Именно чужая боязнь неведомого так давит на Анютку и слегка цепляет меня. Готовясь к работе, входя в чужую печаль, как в ледяную воду, я успеваю улыбнуться – краешком сознания, уголком рта. Если Анька в таком возрасте ловит «запрос» и чует чужую смерть – значит, девчонка далеко пойдет, потенциал хороший. А если я сейчас такое нелегкое ведьмовство проверну, то и у меня с силами все неплохо.
Мирской тут у нас… Фамилия – Мирской. Урожденный Минскер, Борис Аронович, тысяча девятьсот тридцать четвертого года рождения. Может, и тридцать пятого – он документы много менял, жизнь заставила. Но неважно, семьдесят пять ему или семьдесят четыре, больше уже не исполнится.
Сердце еле держится, сил у него нету. А потому многоуважаемый Борис Аронович, который для своих кем только не был – и Бобом, и Борухом, и дедой Боей, а для мамы своей, давно, еще до войны, был Бобриком, Бобренком… Он сейчас уходит, насовсем. Где упал – там и умирает. На кухне, возле плиты. Встал из кресла, пошел чаю заварить, сердце прихватило. И не отпускает.

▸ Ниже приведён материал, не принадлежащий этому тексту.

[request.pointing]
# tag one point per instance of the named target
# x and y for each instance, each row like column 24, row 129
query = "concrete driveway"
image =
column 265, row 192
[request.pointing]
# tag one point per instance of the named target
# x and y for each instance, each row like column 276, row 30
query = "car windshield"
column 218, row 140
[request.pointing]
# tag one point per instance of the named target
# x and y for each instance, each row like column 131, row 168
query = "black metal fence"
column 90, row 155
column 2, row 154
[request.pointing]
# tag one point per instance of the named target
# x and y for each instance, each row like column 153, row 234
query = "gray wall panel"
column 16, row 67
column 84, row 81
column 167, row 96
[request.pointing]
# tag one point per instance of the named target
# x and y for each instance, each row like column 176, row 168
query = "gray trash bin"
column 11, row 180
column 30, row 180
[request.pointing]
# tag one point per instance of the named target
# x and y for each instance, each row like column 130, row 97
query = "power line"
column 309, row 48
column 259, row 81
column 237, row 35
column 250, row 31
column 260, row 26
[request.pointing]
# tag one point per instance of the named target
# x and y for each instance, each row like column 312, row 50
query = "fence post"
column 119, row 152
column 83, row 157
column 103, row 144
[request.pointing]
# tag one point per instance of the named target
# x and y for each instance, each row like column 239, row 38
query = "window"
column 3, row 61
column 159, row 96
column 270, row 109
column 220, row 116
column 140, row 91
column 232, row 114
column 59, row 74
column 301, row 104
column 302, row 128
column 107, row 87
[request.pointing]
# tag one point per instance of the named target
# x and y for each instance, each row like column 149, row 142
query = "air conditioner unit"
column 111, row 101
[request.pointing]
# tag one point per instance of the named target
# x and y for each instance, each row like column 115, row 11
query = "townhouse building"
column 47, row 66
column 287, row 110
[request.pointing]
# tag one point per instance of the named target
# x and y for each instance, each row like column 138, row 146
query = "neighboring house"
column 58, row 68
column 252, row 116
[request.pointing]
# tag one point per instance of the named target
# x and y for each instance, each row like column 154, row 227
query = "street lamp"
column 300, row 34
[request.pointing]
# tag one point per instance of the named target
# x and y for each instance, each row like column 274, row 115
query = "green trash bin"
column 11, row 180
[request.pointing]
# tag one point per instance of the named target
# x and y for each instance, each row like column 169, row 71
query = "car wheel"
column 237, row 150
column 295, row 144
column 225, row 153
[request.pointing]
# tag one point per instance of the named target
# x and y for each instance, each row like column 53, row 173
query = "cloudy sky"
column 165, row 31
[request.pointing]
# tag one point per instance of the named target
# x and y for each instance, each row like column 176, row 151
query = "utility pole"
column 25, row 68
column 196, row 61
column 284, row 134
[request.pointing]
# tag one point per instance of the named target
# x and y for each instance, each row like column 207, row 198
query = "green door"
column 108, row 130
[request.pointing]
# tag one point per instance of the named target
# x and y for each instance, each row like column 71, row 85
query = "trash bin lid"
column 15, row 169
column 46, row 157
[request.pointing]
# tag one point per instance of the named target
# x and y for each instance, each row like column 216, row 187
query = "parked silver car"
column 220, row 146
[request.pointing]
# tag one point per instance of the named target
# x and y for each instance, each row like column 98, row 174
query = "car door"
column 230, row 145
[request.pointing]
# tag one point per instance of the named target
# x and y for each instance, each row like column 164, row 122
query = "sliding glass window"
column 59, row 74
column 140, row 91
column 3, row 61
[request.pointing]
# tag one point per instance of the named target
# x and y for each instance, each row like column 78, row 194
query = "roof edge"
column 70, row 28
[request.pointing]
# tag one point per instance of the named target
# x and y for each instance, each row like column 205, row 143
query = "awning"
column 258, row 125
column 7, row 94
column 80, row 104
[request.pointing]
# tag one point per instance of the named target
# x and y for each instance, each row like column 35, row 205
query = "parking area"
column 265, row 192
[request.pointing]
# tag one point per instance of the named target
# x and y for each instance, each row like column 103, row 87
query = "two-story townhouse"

Дома никого нет. Один сын в эмиграции давно, другой по контракту уехал, на пару с женой. Внучка с ребенком в поликлинике сидит, под дверью логопедического кабинета. У них запись на шесть пятнадцать, но пока оденутся, соберутся и домой придут… Не успеют, даже если я им сделаю фальшивый вызов на мобильник. Отсчет идет на минуты, в крайнем случае на четверть часа. Придется самой.
– Жень, ты обиделась? – Темчик дергает меня за руку, за рабочую.
– У меня человек умирает. Не видишь разве?
– Сейчас скорую! Где он?
– В окне… – Некогда объяснять, но допустить, чтобы Темка скакал по гаражным закуткам, вызывая сюда неотложку, тоже не с руки. – Вот, зай, смотри!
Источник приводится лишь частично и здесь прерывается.